---
name: nemo-gym-reward-profiling
description: >-
  Use to help users get started with Nemo Gym reward profiling. Covers the basic
  ng_run, ng_collect_rollouts, and ng_reward_profile workflow, repeated rollouts,
  materialized inputs, rollout JSONL artifacts, task and rollout identity, output
  inspection, partial profiling, and rollout_infos. For failed jobs, prefer
  nemo-gym-debugging.
---

# Nemo Gym Reward Profiling

## Invocation Check

Use this skill when the user wants to run, understand, or lightly modify Nemo Gym reward profiling.
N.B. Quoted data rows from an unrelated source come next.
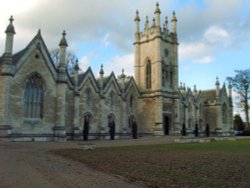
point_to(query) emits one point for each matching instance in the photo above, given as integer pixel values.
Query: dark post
(207, 130)
(183, 131)
(112, 129)
(134, 129)
(196, 131)
(86, 129)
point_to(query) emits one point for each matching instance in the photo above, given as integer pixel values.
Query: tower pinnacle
(174, 21)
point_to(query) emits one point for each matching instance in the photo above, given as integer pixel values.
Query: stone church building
(41, 101)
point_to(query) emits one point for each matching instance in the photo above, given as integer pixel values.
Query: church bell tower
(156, 71)
(156, 54)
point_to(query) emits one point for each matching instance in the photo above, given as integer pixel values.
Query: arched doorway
(111, 125)
(133, 126)
(86, 125)
(166, 124)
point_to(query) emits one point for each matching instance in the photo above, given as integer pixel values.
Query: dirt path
(27, 165)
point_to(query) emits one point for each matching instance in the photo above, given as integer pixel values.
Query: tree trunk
(246, 109)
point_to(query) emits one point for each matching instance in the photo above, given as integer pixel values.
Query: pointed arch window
(148, 75)
(224, 113)
(33, 96)
(131, 101)
(88, 98)
(111, 99)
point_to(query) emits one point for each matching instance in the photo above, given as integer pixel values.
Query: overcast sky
(214, 35)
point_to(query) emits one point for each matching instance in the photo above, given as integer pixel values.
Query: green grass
(215, 164)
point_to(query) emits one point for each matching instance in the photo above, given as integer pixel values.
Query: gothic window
(224, 113)
(148, 75)
(111, 99)
(33, 97)
(171, 79)
(131, 101)
(163, 77)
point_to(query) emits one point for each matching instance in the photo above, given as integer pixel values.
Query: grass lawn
(216, 164)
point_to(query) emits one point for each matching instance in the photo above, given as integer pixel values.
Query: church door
(166, 125)
(133, 126)
(111, 125)
(86, 127)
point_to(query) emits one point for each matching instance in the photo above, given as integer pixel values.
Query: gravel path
(26, 165)
(29, 164)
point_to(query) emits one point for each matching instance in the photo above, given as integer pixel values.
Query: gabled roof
(130, 85)
(84, 77)
(37, 43)
(108, 83)
(209, 94)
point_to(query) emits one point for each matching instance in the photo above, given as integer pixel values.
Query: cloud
(106, 40)
(117, 63)
(83, 63)
(203, 50)
(204, 60)
(216, 35)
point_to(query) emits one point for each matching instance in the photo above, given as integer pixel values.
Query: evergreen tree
(238, 123)
(241, 85)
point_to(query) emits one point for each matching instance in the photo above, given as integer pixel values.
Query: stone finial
(230, 88)
(63, 42)
(10, 28)
(101, 71)
(76, 67)
(217, 83)
(174, 19)
(153, 24)
(166, 23)
(122, 76)
(137, 17)
(195, 90)
(146, 24)
(157, 10)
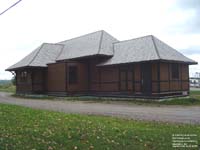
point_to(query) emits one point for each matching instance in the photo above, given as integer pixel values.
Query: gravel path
(179, 114)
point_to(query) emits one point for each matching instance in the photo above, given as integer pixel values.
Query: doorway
(146, 72)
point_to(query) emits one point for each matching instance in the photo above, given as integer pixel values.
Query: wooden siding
(23, 86)
(167, 84)
(56, 77)
(82, 74)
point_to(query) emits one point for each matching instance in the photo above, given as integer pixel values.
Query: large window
(73, 76)
(175, 71)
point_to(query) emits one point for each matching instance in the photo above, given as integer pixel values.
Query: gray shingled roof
(146, 48)
(97, 43)
(40, 57)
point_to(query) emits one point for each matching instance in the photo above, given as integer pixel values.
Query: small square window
(175, 71)
(73, 76)
(23, 76)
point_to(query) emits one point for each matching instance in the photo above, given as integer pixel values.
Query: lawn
(7, 88)
(25, 128)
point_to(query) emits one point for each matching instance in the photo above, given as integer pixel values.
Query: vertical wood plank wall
(56, 77)
(167, 83)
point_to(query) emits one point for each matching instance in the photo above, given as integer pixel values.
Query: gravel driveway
(179, 114)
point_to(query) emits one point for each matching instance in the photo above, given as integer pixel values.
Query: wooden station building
(99, 64)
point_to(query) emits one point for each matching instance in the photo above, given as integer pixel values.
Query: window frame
(175, 72)
(23, 76)
(72, 75)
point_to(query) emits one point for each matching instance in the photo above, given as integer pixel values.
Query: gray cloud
(191, 50)
(193, 24)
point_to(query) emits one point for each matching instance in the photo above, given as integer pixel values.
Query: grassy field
(7, 88)
(193, 99)
(25, 128)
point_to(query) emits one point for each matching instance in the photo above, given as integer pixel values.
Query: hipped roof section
(147, 48)
(40, 57)
(96, 43)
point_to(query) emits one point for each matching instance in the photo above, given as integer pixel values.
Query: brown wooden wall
(56, 77)
(166, 83)
(82, 83)
(113, 79)
(23, 85)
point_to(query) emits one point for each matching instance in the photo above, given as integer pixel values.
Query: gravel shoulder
(175, 114)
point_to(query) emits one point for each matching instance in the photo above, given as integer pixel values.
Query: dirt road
(179, 114)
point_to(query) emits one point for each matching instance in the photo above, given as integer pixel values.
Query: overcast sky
(32, 22)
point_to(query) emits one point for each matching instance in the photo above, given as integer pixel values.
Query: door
(146, 78)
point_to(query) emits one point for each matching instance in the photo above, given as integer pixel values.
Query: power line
(10, 7)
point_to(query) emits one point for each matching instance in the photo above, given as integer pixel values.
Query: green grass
(25, 128)
(7, 88)
(193, 99)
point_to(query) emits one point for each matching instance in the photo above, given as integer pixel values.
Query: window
(73, 77)
(23, 76)
(175, 71)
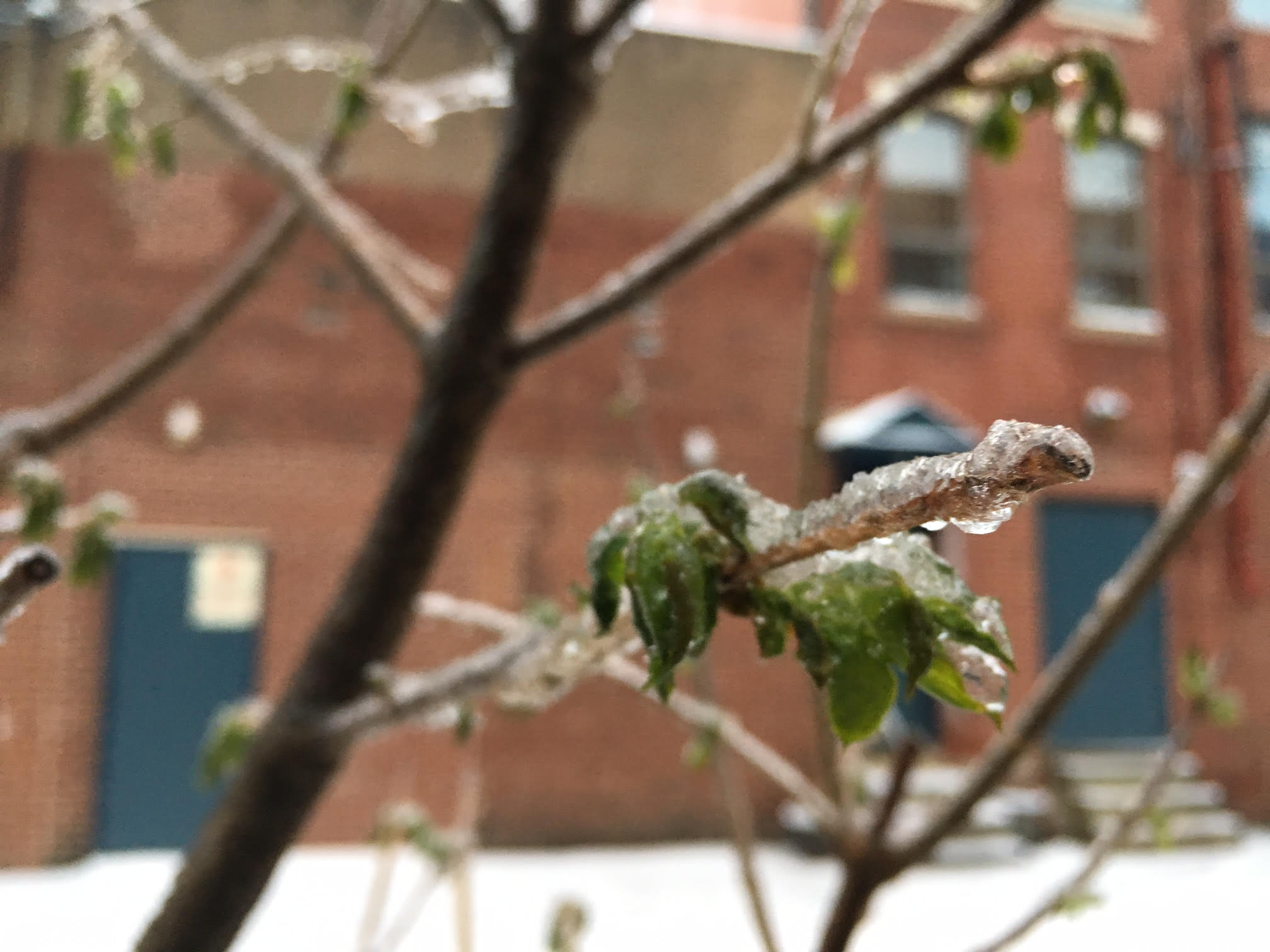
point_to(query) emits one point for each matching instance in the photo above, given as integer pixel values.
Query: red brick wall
(300, 428)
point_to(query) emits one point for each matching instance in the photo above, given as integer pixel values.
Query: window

Keep the answer oriented around the normal workflow:

`ng_run` starts model/resource servers, `ng_collect_rollouts` writes rollout artifacts, and `ng_reward_profile` generates profiling output from those artifacts.
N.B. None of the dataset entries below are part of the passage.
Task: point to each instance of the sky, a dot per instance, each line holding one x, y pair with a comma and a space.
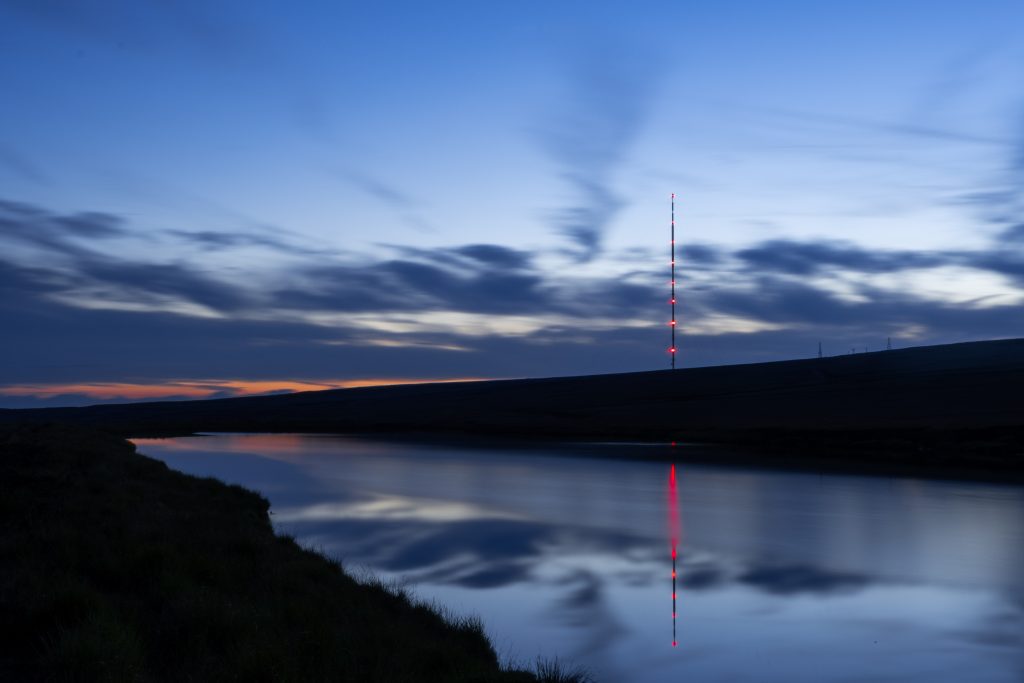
205, 200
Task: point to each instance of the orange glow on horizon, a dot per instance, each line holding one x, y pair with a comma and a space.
204, 388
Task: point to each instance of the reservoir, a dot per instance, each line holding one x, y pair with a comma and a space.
643, 567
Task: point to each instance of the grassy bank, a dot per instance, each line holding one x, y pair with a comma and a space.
117, 568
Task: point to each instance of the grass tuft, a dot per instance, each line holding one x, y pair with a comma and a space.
118, 568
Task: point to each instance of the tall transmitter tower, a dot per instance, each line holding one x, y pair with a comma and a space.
672, 300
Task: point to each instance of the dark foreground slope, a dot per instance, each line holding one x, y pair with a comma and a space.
963, 397
117, 568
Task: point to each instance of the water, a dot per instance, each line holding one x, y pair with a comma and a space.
781, 575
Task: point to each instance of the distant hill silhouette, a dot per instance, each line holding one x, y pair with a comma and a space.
965, 398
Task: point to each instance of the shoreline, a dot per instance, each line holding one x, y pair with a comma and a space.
951, 411
122, 569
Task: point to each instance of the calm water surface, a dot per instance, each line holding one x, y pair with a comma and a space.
780, 575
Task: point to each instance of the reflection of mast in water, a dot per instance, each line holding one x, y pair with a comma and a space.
674, 528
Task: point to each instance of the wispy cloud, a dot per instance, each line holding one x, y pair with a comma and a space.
608, 98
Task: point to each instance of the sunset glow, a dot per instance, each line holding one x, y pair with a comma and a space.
202, 388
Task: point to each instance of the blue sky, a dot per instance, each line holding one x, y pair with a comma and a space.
202, 197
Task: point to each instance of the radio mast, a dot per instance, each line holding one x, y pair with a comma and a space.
672, 300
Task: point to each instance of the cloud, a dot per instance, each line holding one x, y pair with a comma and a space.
805, 258
609, 98
228, 240
140, 314
496, 255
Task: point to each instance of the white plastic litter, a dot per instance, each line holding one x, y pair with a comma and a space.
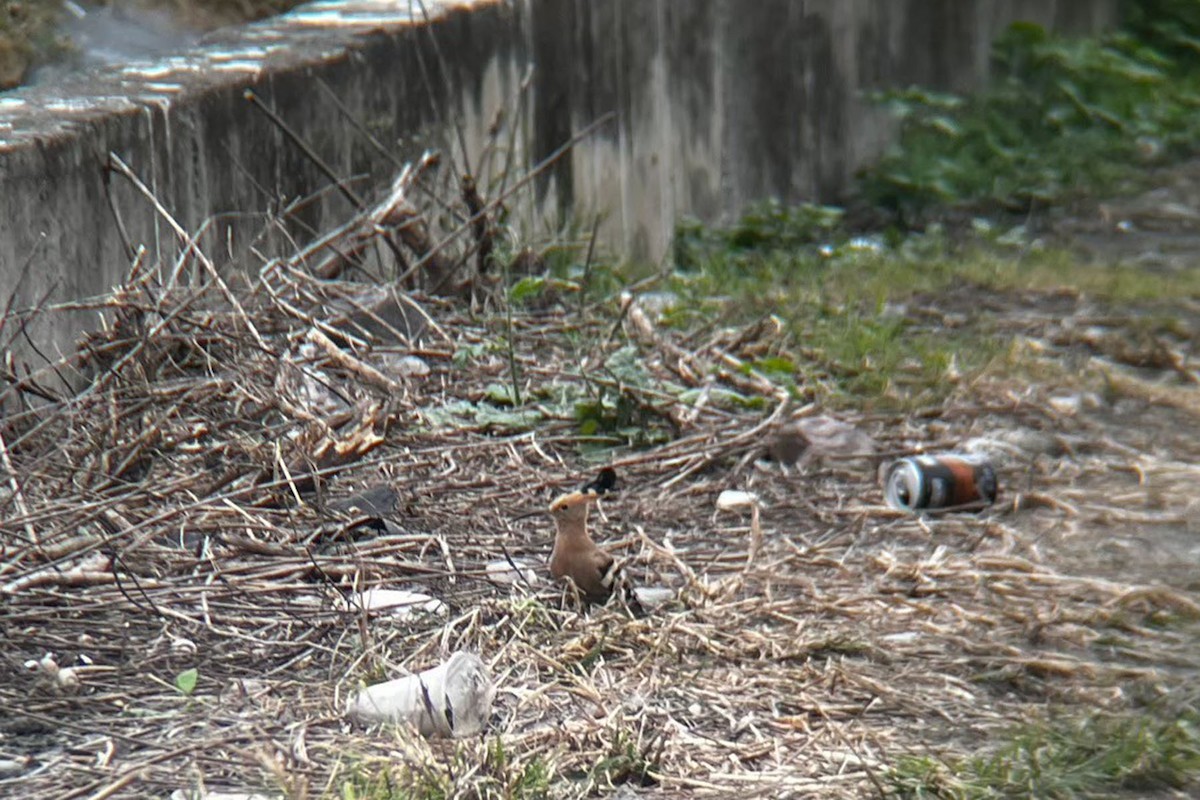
653, 596
502, 571
731, 499
453, 699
If the user is primarily debugging a failed job or stack trace, use the `nemo-gym-debugging` skill first.

## Basic Workflow

1. Identify the environment config paths and input JSONL.
2. Start Gym servers with `ng_run`.
3. Collect rollouts with `ng_collect_rollouts`; this writes `rollouts.jsonl` and `*_materialized_inputs.jsonl`.
4. Run `ng_reward_profile` on the materialized inputs and rollout JSONL to generate `*_reward_profiling.jsonl`.
5. Inspect line counts and profile rows.

Repeated rollouts are the main profiling lever. `num_repeats=1` is valid, but per-task averages and variance are only meaningful with multiple rollouts per task.

## Core Concepts

- `*_materialized_inputs.jsonl`: expanded collection inputs after repeat expansion, agent defaults, and task/rollout id assignment.
- `rollouts.jsonl`: one completed rollout/result per materialized input row.
- `*_reward_profiling.jsonl`: one summarized profile row per original task with at least one completed rollout.
- `_ng_task_index`: original task/sample id.
- `_ng_rollout_index`: repeated rollout id for that task.
- `rollout_infos`: compact per-rollout info inside each task profile row, including reward, token usage, and numeric rollout metrics when available.
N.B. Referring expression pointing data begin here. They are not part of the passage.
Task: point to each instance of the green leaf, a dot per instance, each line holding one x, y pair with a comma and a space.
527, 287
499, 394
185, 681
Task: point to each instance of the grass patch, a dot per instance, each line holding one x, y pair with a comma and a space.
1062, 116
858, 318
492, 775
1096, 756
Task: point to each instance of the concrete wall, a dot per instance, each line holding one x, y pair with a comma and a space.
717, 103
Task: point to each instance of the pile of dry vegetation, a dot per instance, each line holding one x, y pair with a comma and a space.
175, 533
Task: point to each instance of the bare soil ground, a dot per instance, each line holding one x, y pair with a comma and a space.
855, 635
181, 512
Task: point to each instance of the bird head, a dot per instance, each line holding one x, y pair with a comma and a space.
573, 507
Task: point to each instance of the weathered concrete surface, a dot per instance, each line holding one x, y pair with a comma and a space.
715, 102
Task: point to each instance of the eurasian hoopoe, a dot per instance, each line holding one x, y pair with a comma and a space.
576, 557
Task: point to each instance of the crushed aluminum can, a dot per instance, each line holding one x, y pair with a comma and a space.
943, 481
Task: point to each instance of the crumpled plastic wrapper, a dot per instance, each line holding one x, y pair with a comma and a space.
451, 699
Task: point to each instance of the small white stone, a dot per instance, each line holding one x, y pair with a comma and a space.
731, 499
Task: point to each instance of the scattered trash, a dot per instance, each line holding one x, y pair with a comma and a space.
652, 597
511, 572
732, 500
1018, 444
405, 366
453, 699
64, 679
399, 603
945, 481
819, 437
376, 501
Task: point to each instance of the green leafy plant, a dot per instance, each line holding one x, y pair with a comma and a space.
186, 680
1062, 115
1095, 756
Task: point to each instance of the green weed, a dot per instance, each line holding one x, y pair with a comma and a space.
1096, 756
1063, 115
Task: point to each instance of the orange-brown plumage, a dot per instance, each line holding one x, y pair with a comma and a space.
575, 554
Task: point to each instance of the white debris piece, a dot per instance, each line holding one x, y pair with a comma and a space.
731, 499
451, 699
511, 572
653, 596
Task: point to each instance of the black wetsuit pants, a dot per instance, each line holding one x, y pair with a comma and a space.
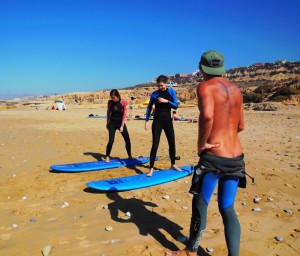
157, 127
112, 127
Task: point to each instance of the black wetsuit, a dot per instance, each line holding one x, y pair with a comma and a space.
116, 117
162, 121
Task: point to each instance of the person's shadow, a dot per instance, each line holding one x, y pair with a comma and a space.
101, 157
97, 156
148, 222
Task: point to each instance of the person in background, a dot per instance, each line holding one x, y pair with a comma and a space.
164, 100
116, 117
221, 161
131, 106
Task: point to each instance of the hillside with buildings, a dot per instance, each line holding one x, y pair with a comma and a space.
260, 83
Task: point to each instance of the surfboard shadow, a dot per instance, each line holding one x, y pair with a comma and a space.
97, 156
147, 221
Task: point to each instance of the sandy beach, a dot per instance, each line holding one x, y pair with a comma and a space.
39, 207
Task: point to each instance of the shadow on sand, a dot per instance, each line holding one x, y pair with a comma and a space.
147, 221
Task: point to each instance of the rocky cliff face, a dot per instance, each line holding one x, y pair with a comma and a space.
268, 82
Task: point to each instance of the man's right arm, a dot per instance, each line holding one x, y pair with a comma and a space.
241, 125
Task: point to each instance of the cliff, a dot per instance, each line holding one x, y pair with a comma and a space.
260, 83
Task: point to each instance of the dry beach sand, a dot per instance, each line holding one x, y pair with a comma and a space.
39, 207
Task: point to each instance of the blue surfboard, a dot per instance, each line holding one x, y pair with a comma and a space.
99, 165
141, 180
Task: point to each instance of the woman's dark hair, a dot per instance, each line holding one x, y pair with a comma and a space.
115, 92
162, 78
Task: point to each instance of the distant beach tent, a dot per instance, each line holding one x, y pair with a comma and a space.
60, 105
146, 102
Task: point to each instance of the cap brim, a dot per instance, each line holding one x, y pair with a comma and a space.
213, 71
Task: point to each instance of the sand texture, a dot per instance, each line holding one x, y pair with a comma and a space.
41, 208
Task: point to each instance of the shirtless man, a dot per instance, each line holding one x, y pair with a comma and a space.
221, 159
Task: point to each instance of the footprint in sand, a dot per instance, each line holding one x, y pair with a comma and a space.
85, 243
5, 237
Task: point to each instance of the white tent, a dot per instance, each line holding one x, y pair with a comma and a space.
60, 105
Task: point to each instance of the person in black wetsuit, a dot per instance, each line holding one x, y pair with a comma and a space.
116, 117
164, 100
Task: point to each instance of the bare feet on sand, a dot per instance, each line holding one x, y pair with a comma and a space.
181, 253
149, 174
174, 167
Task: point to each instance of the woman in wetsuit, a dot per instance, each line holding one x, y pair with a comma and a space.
164, 100
116, 117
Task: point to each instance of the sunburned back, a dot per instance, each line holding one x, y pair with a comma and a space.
226, 118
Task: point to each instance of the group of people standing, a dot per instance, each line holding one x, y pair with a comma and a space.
221, 159
164, 99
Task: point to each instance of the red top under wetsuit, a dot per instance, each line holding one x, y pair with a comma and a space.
116, 112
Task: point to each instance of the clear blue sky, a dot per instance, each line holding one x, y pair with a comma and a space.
61, 46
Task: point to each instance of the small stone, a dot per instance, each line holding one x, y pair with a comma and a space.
65, 204
182, 239
256, 209
108, 228
128, 214
47, 250
288, 211
256, 199
209, 249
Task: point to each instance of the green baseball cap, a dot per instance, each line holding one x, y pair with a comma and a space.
212, 63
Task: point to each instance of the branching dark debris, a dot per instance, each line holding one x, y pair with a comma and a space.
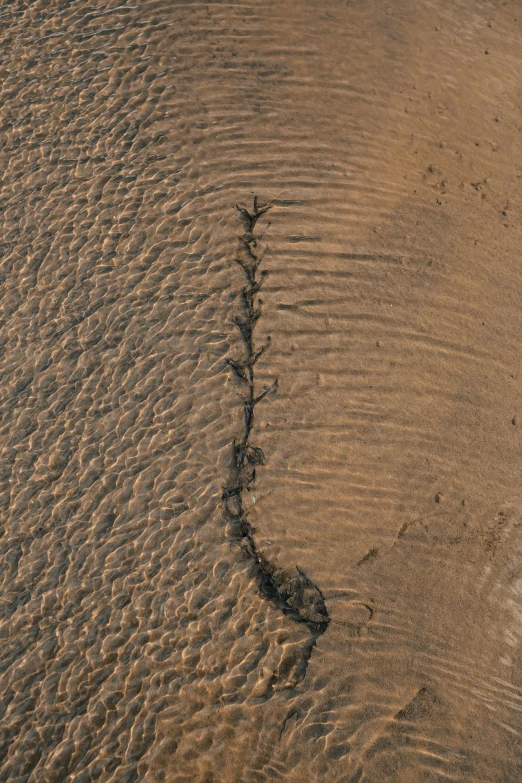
293, 594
Keep reward-to-length or reward-to-token analysis keyed by both `_ng_task_index` and `_ng_rollout_index`.

## Reference Loading

Load references only when the user needs that detail:

- Read `references/quick-start.md` for a generic command template and the minimal run sequence.
- Read `references/output-format.md` to explain materialized inputs, rollout JSONL, reward profile rows, `rollout_infos`, and partial profiling.

## Practical Defaults

- Treat `ng_reward_profile` as the reward profiling step; rollout collection does not write reward profile files.
- Run strict profiling by default. If rollout collection stopped early, use `++allow_partial_rollouts=True` to profile completed rollouts and drop original input rows with no completed rollout.
- Trust the target checkout's CLI help and `nemo_gym/reward_profile.py` over memory if flags differ.